Products: What are we selling? (Note: this is a key question – get beyond the obvious, tangible-goods answer.) Should we be selling anything different? What could change about our products in the future that could impact our sales? What changes would that mean for our business? What are product strengths? What are our product weaknesses?
Customers: Who are our customers today? Why do those customers buy from us? Why have we lost customers in the past year? How will our customers change in the next 5 years? What satisfies our customers? How are we doing at satisfying them? How can we add more value to our customers?
Marketing: How do we presently reach those customers? Will that change in the next five years? How do our customers want to be reached? Will that change in the next 5 years? What effective ways to reach more customers are we possibly missing?
Suppliers: Who are our present key suppliers? Will we need to add or subtract suppliers over the next 5 years? (See product answers). How do our suppliers see us? (You may want to involve suppliers directly in this process.) How can we be better customers for our suppliers? What resources can our suppliers provide us that we are not presently utilizing? What weaknesses do our present suppliers have that could negatively impact us?

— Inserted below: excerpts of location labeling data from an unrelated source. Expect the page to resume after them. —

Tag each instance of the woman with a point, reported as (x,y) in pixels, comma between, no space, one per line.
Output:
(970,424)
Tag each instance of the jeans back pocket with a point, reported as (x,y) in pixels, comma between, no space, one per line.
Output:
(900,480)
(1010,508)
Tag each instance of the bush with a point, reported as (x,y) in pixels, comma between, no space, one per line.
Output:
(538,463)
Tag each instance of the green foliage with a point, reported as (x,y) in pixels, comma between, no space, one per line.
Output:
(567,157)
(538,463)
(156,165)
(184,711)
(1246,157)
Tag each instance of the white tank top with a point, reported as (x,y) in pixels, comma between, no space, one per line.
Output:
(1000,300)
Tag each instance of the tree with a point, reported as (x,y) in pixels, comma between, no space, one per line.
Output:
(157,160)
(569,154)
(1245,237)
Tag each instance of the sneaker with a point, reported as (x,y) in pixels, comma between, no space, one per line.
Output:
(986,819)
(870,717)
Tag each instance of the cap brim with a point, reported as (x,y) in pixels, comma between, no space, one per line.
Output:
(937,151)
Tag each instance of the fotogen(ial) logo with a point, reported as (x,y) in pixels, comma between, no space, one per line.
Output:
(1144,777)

Competitors: Who are our top five competitors presently? What is each competitor’s strengths and weaknesses? Who will be our top competitors 5 years from now? What presently makes us unique and different from our competitors? In what areas do our competitors presently excel beyond our performance or capabilities?
Internal Systems: What are our system strengths? What are our system weaknesses? Do our present business systems ensure our viability 5 years from now? What changes would need to occur in our present systems to support our products and marketing 5 years from now? Are we spending our money on the right things? How are we measuring our system effectiveness? How should we measure system effectiveness? Do we have the right people doing the right work? If no, explain. Are our employees satisfied with their jobs? If no, explain. In what areas could our internal communication be improved? How could our management improve its depth, expertise and effectiveness?

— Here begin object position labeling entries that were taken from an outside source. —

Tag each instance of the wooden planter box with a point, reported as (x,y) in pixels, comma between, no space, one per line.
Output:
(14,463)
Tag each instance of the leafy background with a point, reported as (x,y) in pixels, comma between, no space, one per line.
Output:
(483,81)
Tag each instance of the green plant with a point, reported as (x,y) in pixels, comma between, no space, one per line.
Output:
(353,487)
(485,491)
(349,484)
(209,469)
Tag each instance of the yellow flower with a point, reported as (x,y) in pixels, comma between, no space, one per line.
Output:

Once each individual on the team has completed these questions, compile all of the answers into one document. This document should be published and distributed to each team member.
Approximately one week from receipt of the SWOT analysis, an 11-member team should assemble off-site for two full days of planning. At Meridian, we use customized and slightly modified version of traditional Japanese planning called “Hoshin.” Unlike traditional planning methods, this planning technique ensures that the actions steps developed are put in a perfectly logical and efficient sequence for execution. Most of the companies we have worked with have really been surprised by not only their steps, but also their sequence. Many times the items they thought were top priorities were quite far down the list!

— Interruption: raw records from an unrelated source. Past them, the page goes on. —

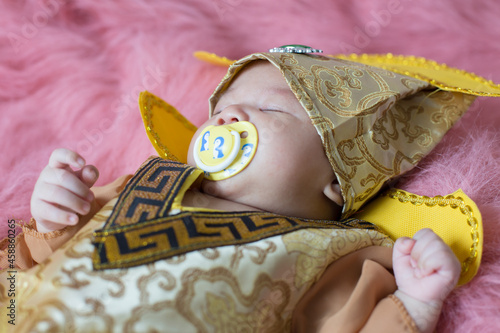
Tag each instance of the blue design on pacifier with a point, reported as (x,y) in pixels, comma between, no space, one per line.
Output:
(224,151)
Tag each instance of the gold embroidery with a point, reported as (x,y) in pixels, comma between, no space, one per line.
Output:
(318,248)
(257,318)
(453,202)
(371,121)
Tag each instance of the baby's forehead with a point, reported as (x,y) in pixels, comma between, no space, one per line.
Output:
(259,75)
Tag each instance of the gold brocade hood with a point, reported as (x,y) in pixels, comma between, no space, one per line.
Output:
(374,124)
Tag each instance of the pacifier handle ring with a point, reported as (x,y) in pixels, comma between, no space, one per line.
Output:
(227,162)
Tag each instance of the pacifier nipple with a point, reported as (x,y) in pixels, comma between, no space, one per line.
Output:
(225,150)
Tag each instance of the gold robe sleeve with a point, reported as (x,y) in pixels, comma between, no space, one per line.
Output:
(33,247)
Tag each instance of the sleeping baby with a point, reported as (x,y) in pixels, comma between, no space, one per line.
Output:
(255,230)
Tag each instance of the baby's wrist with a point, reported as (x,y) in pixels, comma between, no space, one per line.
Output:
(424,314)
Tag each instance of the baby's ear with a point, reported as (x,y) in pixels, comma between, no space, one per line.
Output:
(333,192)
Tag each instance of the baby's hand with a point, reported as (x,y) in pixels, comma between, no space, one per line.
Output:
(426,271)
(61,193)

The action plan should always include the action item, steps to completion, the task finish date, and the person responsible for ultimate execution of each step. As the company proceeds with execution, keep the team informed about the progresses. Although you want smooth seamless execution, remember that Rome wasn’t built in a day! Do regular monthly or quarterly checkups with the team as time goes by. If you are diligent enough to complete all your steps, start another plan!
As you proceed remember it’s not always the destination that counts, it’s the journey!